Вечерний день | страница 36
Казалось бы, догадаться об этом нам, русским, следовало раньше, чем кому‑либо. В серебряный век нашей литературы, накануне революции, английские влияния у нас не первенствовали (хотя и это не оправдывает, конечно, нашего теперешнего неведения); зато всем остальным нашим прошлым мы, вероятно, больше подготовлены к восприятию английской литературы, чем какой бы то ни было другой. Не стоит распространяться о влиянии Стерна, Вальтер–Скотта, Диккенса, о русском байронизме, о том, что мог бы возникнуть русский Шекспир, если бы родился русский Август Шлегель. Есть явление более показательное: величайший русский поэт, из всех европейских литератур, более всего обязан именно английской. Принято, правда, считать, что Пушкин воспитывался на французской поэзии, но это верно лишь в том смысле, что в период, предшествовавший настоящей его зрелости, он был ее невольным учеником. Что такое влияние Парни, Вольтера и Шенье рядом с той красноречивой истиной, что тон и стих «Евгения Онегина» были бы невозможны без тона и стиха Байроновского «Дон–Жуна», что «Борис Годунов» немыслим без Шекспира, как «Арап Петра Великого» и «Капитанская дочка» без Вальтер–Скотта, что «Скупой рыцарь» выдан за перевод с английского, а «Пир во время чумы» почти полностью с английского переведен. Раскройте «Раскаяние» Кольриджа, и вам покажется, что вы читаете по английски «Каменного гостя», до такой степени близки к пушкинским в этой драме и строение стиха, и система образов, и как бы самые голоса действующих лиц, и всё неопределимое в словах течение стихотворной речи.
Это проникновение великого поэта в величие чужой поэзии не случайно, как не случайны история русской литературы и развитие пушкинского гения. Есть внутреннее родство, хотя бы уже в самом отношении литературы к жизни, сближающее Россию с Англией.

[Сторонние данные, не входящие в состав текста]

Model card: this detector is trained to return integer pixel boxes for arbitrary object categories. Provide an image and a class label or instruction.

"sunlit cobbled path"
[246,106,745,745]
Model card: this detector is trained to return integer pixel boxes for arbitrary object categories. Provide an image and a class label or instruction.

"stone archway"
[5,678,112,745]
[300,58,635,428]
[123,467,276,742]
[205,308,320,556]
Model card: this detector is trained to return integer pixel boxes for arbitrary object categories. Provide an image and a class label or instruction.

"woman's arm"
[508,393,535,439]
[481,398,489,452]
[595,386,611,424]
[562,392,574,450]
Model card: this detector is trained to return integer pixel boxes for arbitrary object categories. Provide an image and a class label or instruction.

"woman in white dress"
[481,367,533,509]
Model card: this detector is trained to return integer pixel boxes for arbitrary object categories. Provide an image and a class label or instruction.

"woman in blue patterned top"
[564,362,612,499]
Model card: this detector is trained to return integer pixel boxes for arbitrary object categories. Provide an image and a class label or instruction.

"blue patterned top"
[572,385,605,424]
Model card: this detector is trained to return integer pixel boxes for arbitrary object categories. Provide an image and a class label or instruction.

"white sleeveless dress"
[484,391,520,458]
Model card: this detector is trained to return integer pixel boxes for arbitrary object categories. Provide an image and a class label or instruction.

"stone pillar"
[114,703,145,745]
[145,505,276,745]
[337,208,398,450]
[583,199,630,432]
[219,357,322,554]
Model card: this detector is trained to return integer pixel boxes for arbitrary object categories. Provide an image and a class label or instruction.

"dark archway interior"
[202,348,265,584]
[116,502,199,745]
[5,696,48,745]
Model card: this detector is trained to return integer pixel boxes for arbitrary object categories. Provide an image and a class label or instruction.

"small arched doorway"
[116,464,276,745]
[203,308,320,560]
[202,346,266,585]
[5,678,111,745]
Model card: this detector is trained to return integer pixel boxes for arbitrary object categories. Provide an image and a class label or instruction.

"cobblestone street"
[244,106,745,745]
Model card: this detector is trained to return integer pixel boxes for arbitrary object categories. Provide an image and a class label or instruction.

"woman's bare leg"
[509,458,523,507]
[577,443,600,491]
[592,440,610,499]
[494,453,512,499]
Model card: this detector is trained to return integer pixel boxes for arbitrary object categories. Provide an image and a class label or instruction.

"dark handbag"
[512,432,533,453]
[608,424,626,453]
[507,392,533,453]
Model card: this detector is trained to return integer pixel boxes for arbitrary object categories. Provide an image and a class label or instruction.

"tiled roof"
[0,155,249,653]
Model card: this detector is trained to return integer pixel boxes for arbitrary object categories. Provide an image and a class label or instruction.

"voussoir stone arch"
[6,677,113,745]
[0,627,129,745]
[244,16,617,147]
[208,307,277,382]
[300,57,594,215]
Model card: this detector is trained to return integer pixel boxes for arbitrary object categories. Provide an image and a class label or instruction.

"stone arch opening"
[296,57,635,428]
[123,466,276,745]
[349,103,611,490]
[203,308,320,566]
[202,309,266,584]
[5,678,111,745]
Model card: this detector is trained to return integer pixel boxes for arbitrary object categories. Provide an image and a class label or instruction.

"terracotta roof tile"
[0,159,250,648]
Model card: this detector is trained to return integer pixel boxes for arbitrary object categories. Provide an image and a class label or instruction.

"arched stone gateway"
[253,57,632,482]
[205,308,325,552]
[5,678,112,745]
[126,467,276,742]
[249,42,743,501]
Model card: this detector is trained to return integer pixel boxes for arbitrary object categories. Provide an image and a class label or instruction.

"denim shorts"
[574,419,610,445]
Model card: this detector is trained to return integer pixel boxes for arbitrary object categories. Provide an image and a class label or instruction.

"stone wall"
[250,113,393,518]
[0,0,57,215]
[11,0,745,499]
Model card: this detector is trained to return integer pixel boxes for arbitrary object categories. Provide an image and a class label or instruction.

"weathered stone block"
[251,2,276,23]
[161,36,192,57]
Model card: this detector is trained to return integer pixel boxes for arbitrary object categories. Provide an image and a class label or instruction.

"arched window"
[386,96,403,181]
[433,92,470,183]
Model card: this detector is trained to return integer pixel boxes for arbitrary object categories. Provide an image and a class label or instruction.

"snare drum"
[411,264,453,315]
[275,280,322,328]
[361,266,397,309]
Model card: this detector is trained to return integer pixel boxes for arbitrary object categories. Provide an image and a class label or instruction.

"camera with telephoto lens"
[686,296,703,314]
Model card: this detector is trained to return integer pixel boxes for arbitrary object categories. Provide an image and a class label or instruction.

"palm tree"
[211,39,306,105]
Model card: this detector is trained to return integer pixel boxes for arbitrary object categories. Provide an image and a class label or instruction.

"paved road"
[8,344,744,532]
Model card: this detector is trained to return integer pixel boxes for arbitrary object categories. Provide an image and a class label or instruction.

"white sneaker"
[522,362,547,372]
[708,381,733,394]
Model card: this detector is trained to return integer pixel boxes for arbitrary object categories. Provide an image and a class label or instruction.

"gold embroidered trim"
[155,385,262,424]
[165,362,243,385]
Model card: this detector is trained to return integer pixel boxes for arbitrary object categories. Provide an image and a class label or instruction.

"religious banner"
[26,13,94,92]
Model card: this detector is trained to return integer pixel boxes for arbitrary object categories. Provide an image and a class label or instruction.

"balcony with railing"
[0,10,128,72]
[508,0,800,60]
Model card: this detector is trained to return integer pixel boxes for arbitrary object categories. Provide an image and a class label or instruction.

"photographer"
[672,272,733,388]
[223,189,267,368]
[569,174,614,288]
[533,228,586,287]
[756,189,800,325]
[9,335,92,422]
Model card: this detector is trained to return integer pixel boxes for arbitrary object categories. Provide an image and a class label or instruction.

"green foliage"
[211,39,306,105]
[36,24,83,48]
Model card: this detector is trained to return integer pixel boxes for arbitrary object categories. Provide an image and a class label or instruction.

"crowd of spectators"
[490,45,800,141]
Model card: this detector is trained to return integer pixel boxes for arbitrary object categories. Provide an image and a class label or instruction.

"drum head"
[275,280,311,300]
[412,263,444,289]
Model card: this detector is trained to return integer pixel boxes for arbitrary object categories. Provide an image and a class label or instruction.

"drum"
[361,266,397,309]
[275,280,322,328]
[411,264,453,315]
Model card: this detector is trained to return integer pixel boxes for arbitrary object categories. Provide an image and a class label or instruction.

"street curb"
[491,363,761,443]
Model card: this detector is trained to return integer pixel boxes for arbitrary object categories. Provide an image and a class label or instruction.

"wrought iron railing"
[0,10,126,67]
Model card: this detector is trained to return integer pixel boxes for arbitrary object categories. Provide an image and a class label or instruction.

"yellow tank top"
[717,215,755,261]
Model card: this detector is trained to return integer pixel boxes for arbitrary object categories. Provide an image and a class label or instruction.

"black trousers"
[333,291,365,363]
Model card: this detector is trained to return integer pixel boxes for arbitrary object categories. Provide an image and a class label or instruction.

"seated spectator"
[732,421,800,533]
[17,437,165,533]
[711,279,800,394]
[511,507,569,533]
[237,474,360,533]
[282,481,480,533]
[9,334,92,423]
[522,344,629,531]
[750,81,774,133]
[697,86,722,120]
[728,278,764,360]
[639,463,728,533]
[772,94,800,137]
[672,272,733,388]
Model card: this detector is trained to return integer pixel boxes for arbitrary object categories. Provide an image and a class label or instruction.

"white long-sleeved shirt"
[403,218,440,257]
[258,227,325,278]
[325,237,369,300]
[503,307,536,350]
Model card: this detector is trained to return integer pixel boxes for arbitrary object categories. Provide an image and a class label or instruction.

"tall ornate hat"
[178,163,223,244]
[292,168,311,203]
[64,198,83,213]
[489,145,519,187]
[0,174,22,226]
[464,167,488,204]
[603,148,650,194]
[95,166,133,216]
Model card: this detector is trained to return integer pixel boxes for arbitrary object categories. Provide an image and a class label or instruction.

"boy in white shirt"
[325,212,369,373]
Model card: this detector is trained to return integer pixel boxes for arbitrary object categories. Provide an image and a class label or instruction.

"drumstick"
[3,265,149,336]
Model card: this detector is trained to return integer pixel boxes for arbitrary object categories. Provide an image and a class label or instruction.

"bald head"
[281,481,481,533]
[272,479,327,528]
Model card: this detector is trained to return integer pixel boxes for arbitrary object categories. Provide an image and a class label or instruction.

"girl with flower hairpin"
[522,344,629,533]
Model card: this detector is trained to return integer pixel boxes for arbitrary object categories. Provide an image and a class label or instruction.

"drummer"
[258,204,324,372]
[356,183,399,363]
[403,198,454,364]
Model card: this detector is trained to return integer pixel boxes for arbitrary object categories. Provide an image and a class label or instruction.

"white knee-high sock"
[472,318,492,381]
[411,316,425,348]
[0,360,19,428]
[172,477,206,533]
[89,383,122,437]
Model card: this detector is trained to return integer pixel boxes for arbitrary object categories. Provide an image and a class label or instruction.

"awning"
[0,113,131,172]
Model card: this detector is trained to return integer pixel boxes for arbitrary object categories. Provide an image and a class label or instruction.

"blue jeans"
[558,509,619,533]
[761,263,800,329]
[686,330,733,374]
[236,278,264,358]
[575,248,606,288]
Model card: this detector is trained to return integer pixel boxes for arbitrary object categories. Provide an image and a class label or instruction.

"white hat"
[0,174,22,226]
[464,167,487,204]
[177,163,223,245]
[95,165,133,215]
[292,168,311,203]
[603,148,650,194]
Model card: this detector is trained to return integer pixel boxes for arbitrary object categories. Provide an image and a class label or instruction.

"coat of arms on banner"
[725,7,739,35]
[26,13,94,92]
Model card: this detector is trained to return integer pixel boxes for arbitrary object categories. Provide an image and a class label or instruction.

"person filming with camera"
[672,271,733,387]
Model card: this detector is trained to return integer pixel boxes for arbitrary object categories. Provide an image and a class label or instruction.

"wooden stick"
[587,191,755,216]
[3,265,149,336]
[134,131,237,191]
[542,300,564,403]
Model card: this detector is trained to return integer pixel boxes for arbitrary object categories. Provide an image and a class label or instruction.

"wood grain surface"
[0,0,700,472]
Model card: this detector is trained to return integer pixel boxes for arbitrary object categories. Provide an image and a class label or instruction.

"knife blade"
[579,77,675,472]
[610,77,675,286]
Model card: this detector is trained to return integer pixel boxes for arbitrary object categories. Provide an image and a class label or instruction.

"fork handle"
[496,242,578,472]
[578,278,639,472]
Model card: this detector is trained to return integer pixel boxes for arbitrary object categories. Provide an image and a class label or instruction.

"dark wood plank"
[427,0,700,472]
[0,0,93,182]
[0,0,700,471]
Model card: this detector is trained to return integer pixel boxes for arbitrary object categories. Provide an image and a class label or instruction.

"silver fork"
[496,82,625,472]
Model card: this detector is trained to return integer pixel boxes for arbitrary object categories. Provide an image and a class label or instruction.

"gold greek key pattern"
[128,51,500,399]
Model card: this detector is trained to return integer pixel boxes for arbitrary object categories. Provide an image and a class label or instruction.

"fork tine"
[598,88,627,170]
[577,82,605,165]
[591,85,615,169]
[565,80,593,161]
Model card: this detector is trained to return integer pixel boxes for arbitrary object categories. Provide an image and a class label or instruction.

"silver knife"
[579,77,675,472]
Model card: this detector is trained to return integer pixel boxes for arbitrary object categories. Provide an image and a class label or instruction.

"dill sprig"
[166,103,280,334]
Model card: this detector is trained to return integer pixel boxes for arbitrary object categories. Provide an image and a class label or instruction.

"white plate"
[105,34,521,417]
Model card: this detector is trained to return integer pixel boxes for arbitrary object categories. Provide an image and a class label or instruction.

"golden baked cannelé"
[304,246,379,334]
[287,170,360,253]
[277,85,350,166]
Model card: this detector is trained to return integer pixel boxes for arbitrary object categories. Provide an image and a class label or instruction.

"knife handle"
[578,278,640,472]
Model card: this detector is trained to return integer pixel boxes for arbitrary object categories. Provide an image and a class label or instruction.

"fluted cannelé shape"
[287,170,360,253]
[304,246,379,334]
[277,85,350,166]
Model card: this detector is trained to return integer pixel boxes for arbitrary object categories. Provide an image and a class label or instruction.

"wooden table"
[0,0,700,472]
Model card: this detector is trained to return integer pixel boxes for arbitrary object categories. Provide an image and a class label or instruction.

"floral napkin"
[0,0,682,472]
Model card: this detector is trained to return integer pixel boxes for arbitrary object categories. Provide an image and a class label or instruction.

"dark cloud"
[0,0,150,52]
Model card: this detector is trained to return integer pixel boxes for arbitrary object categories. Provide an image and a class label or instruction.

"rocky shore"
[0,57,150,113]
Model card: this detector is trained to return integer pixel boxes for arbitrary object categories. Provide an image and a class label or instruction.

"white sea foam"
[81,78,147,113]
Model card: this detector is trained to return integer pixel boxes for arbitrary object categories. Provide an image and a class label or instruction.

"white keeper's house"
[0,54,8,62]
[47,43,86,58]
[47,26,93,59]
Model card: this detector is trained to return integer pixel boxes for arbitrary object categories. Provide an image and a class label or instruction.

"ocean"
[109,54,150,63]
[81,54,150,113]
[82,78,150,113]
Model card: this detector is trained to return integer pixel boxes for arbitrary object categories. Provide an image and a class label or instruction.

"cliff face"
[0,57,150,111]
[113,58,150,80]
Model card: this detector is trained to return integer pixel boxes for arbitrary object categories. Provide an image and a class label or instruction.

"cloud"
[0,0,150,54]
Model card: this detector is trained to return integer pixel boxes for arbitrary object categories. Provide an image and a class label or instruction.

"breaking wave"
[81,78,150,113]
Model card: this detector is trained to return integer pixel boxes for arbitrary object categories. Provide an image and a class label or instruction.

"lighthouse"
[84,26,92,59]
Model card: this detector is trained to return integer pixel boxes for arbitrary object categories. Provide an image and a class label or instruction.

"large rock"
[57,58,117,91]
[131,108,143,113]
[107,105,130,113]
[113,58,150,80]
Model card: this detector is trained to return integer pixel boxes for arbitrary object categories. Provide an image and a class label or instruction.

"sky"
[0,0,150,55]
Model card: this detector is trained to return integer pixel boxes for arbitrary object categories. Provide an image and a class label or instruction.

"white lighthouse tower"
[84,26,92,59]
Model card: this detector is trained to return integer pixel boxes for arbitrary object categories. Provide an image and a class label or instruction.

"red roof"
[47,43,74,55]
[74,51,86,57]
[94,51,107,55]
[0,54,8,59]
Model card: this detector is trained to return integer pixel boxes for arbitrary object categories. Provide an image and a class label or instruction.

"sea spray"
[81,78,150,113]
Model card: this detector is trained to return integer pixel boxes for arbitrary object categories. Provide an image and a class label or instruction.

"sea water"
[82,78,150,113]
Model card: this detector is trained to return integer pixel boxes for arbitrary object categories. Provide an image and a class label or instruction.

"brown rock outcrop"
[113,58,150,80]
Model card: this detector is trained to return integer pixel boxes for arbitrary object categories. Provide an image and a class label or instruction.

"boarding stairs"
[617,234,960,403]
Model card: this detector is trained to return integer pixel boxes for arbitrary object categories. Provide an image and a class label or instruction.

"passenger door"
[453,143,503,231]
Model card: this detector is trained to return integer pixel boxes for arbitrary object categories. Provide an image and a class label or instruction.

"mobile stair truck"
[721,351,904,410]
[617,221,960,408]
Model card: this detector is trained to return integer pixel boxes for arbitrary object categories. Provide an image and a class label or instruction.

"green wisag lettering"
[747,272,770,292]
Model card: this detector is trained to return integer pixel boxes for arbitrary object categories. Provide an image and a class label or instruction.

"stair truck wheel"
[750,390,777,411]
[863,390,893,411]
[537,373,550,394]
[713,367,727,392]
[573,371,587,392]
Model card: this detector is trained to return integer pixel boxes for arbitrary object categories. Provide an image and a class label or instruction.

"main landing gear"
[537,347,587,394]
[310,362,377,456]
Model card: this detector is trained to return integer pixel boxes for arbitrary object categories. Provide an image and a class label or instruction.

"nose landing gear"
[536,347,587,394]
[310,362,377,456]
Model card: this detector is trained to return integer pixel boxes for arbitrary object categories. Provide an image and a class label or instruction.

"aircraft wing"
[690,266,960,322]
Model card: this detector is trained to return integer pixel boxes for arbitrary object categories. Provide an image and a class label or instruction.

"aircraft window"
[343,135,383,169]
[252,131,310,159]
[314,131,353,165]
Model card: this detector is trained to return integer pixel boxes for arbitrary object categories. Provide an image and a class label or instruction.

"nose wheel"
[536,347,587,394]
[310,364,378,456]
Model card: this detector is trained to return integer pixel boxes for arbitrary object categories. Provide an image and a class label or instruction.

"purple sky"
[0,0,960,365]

В Англии требуют от литературы так же мало «духа гецметрии», как у нас, и так же много душевной человеческой насыщенности. В Англии ответственность писателя за свою книгу качественно похожа на ту ответственность, какую привыкли возлагать на него у нас. Именно поэтому, должно быть, во времена всеобщего расцвета европейского романа, русская его форма, всё‑таки, ближе всего была к английской. Достоевский в молодости переводил Бальзака, боготворил Жорж Санд и подражал Эжену Сю, однако начал он внутренне всё же с Диккенса. Томас Гарди, по своему мировоззрению, по чувству жизни, очень далек от Толстого, и всё‑таки из романистов всего мира родственнее всех ему Толстой. Различий, разумеется, тоже замалчивать нельзя, однако, если вдуматься в них достаточно глубоко, если вычесть неизбежный «местный колорит» и личное несходство в отдельности взятых авторов, то придется отметить одну основную черту, отличающую английскую литературу от всех других литератур, в том числе и от русской, но столь знакомую и родную нам, что мы нередко приписываем ее себе, забывая, что не имеем на то столь же неоспоримого права, как англичане.